While Australian business culture is known to be more laid back than in the U.K. or the U.S., that doesn’t mean our approach to meetings is lax. Punctuality is a must for business meetings in Australia and people generally like to keep these events short and to the point. However, you must always take some time for small talk at the beginning of a meeting as diving straight to the point is considered aggressive and rude.

Great Britain
British business meetings are run in an almost completely opposite manner to American ones. As opposed to American or Australian work culture, in the U.K. people tend to be more reserved in meetings and not as quick to offer an opinion or speak up. Sometimes this can make outsiders feel like their thoughts are not wanted, but knowing when to speak up and when to keep your thoughts to yourself can be something of an asset!


In the U.S.A, chit-chat is the norm whether you’re at work or shopping at your local grocery store. Americans aren’t shy about chatting up complete strangers and making small talk about everything from the weather to last night’s football game. This can lead to a warm work environment where it’s easy to get to know your co-workers.
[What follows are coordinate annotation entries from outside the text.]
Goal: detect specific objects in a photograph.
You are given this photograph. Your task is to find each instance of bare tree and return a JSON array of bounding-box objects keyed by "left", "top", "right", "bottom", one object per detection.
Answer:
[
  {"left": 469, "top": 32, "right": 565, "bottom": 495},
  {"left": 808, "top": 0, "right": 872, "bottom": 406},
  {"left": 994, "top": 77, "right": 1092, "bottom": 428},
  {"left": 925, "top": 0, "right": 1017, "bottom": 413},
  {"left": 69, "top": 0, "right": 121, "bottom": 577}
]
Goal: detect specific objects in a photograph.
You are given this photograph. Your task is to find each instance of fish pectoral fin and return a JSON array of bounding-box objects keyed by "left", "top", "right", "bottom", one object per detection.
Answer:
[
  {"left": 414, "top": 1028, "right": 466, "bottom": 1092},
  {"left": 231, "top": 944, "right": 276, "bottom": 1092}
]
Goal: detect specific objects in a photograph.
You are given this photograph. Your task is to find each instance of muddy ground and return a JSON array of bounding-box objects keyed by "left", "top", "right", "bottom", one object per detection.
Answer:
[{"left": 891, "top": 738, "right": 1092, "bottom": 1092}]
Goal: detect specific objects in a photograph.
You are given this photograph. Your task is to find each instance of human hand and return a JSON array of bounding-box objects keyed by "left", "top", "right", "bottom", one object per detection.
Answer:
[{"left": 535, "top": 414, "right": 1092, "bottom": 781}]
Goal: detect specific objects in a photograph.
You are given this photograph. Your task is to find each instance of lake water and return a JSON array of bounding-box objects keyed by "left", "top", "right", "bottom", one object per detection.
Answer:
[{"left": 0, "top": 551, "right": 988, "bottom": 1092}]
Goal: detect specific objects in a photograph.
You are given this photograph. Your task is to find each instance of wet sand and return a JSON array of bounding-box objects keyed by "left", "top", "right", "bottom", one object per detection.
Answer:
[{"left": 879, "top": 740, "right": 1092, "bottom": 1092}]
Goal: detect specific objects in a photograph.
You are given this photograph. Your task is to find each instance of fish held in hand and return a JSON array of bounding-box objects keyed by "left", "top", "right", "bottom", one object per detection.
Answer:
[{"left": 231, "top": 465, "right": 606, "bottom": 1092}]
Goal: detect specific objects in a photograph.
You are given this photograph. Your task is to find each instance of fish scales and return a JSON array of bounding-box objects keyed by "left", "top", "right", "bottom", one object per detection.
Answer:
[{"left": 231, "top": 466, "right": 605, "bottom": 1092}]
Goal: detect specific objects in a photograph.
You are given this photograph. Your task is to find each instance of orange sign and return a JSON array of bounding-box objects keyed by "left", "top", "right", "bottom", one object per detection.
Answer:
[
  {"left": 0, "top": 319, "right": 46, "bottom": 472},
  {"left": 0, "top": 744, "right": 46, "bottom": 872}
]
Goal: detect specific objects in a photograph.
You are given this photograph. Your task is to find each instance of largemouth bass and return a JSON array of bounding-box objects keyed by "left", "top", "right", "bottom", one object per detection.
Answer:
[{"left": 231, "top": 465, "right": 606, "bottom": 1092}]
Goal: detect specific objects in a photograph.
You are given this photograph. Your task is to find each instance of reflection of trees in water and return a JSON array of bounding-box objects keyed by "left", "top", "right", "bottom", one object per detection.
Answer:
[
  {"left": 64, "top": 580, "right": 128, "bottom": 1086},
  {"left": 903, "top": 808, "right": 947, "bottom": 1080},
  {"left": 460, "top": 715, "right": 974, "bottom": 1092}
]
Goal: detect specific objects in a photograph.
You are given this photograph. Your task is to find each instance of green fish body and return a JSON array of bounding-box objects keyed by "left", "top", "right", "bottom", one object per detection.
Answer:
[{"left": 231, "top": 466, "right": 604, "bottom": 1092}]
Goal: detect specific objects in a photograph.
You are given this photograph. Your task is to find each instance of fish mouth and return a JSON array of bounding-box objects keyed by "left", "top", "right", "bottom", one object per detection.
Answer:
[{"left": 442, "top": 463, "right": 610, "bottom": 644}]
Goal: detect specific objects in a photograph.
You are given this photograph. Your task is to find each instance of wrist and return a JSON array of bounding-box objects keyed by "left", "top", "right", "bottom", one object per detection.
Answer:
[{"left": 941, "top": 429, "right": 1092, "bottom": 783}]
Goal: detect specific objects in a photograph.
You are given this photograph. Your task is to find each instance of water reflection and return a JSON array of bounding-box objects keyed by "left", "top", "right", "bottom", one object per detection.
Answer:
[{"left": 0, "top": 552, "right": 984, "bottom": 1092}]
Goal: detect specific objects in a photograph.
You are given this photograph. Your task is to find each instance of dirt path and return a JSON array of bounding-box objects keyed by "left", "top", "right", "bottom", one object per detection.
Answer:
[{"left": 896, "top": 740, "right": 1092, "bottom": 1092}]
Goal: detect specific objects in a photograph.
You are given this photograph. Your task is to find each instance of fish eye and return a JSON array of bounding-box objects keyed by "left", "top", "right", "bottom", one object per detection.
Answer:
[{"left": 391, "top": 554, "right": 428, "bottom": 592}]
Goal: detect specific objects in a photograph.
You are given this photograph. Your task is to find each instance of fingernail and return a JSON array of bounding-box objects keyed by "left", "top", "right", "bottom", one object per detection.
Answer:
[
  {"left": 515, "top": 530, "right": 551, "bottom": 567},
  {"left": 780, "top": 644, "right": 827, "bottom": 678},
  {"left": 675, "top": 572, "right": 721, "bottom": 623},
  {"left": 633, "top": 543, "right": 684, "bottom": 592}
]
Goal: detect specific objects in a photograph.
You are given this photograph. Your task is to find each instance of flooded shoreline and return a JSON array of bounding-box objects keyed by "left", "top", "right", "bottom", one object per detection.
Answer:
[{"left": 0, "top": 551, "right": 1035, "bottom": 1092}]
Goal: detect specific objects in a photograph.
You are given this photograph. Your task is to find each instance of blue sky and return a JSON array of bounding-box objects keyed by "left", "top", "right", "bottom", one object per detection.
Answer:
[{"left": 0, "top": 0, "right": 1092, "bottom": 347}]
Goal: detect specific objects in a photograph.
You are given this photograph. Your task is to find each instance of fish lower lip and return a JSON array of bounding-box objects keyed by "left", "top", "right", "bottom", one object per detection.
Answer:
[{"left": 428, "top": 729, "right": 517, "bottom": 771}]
In Australia, profanity is the norm and is a natural part of the local vocabulary. It’s not uncommon to hear swear words used in the work place and not taboo to drop the occasional profanity. However, as always be aware of who you’re talking to. While using a profanity(on the odd occasion)might be okay with co-workers that you know well, you don’t want to risk offending a more conservative client.

Great Britain
British tend to be more reserved when it comes to chit-chat and outsiders might think they come off as cold and standoffish as a result. What it really comes down to though, is difference in humour. While Americans or Australians might be prone to make loud and brash jokes when engaging in chit-chat, British are very proud of their dry wit and intellectual humour. At first it may be hard to tell when they’re telling a joke, but once you get a grasp of the good old British humour you’ll be laughing along with the best of them!

Dressing Sense

In the United States alone business dress can vary depending on which side of the country you live on. The West Coast is known for a more casual approach to business attire while the East Coast tends to be more formal. But even in areas where formal business attire is part of work culture, high-end brand clothing isn’t always noticed or appreciated.
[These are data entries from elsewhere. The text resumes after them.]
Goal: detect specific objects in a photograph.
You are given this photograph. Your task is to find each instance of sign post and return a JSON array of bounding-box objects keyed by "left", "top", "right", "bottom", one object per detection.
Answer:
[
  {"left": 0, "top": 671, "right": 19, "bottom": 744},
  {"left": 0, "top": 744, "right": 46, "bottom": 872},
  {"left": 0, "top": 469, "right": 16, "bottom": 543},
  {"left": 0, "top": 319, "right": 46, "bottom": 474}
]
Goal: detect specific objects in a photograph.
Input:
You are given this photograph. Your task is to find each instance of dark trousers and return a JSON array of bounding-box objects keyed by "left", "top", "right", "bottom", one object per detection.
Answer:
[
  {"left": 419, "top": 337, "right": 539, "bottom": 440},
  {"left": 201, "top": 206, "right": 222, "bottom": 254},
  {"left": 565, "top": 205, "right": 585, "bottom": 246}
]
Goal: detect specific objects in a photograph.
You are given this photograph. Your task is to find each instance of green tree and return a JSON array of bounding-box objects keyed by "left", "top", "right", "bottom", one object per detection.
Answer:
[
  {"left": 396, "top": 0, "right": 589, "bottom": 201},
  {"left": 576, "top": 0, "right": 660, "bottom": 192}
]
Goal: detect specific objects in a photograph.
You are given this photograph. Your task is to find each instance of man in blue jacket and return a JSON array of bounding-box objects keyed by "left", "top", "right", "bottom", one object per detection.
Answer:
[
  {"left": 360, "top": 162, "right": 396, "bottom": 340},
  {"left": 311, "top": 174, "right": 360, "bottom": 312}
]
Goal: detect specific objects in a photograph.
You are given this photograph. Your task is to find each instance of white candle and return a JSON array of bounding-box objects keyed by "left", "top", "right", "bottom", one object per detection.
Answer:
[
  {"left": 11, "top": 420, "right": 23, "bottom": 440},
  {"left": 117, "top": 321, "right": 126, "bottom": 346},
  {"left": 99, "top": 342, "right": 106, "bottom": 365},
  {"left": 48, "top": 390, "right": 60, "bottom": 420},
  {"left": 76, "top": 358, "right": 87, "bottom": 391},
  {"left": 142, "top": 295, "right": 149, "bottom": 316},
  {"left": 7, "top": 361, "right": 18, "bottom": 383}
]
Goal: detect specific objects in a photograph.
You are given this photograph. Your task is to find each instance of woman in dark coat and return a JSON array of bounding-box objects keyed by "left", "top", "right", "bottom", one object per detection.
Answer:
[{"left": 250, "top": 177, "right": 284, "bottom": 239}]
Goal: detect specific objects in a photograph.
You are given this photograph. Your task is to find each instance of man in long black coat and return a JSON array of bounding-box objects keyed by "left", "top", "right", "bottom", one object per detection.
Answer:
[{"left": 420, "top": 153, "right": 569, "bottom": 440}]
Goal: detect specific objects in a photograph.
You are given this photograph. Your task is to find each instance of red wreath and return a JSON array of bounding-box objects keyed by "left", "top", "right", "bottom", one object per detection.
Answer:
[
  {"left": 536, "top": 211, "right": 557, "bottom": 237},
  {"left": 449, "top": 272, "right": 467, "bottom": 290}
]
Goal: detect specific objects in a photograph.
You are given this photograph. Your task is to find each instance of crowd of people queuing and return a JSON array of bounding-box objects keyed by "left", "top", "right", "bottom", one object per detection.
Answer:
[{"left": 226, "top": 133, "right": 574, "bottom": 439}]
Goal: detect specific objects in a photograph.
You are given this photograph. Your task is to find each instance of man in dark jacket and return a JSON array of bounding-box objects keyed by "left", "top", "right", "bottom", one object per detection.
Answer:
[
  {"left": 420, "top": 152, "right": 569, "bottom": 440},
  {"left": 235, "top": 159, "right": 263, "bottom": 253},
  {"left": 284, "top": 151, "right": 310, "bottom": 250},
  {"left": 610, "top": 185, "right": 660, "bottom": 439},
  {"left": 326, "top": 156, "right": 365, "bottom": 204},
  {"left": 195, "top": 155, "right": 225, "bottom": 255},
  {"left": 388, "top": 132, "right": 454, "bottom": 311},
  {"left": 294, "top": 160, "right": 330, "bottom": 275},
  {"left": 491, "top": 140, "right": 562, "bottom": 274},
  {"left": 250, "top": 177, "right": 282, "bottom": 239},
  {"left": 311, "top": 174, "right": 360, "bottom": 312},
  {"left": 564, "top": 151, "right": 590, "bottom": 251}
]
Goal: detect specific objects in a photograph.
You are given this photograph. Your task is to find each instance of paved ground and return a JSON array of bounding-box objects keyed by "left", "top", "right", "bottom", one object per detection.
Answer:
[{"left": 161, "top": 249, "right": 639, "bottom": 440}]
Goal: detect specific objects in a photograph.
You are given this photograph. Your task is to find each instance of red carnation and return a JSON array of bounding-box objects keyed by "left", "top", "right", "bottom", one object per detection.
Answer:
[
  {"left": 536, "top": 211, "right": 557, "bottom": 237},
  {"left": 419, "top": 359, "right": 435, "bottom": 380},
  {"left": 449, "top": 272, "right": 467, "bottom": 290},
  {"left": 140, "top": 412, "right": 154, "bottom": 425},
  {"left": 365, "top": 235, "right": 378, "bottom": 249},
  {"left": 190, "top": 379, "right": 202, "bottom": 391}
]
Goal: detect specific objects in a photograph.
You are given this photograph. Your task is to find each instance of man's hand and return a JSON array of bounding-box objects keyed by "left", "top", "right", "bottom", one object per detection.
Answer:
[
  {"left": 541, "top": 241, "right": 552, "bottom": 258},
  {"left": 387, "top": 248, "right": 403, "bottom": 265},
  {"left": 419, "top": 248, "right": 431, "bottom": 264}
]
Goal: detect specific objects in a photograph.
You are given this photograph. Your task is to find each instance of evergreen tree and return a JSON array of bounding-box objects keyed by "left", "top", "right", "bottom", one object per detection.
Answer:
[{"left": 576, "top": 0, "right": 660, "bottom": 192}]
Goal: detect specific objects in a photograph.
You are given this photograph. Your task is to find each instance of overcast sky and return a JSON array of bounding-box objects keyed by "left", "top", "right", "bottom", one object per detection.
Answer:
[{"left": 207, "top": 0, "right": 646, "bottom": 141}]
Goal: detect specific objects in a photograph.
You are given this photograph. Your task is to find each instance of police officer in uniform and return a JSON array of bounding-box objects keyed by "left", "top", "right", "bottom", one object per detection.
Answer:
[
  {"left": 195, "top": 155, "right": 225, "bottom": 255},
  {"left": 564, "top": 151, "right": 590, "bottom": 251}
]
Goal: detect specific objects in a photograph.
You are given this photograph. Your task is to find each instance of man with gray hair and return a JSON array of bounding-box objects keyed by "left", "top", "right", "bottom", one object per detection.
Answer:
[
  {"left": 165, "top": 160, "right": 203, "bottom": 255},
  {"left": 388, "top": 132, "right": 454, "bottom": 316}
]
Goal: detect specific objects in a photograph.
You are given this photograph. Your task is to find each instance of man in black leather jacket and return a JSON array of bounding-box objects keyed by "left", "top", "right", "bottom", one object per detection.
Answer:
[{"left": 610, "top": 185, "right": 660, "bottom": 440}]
Most Australians tend to be conservative with their dress code, meaning they lean towards simple dark suits and white shirts. One of the more unique aspects of Australian culture is that people don’t tend to travel to the office in full-on suit and shoes. Most will wear flip-flops while walking to work then change into their work shoes once they arrive.

Great Britain
Similar to Australia, the British tend to prefer conservative, classic clothes and aim for darker colours like black, dark blue, and grey. In British work culture it’s considered perfectly okay to invest in high-end clothing and to wear designer items – in fact, it’s often encouraged as it shows status and affluence. This is one nation where ‘dress for success’ is taken very literally!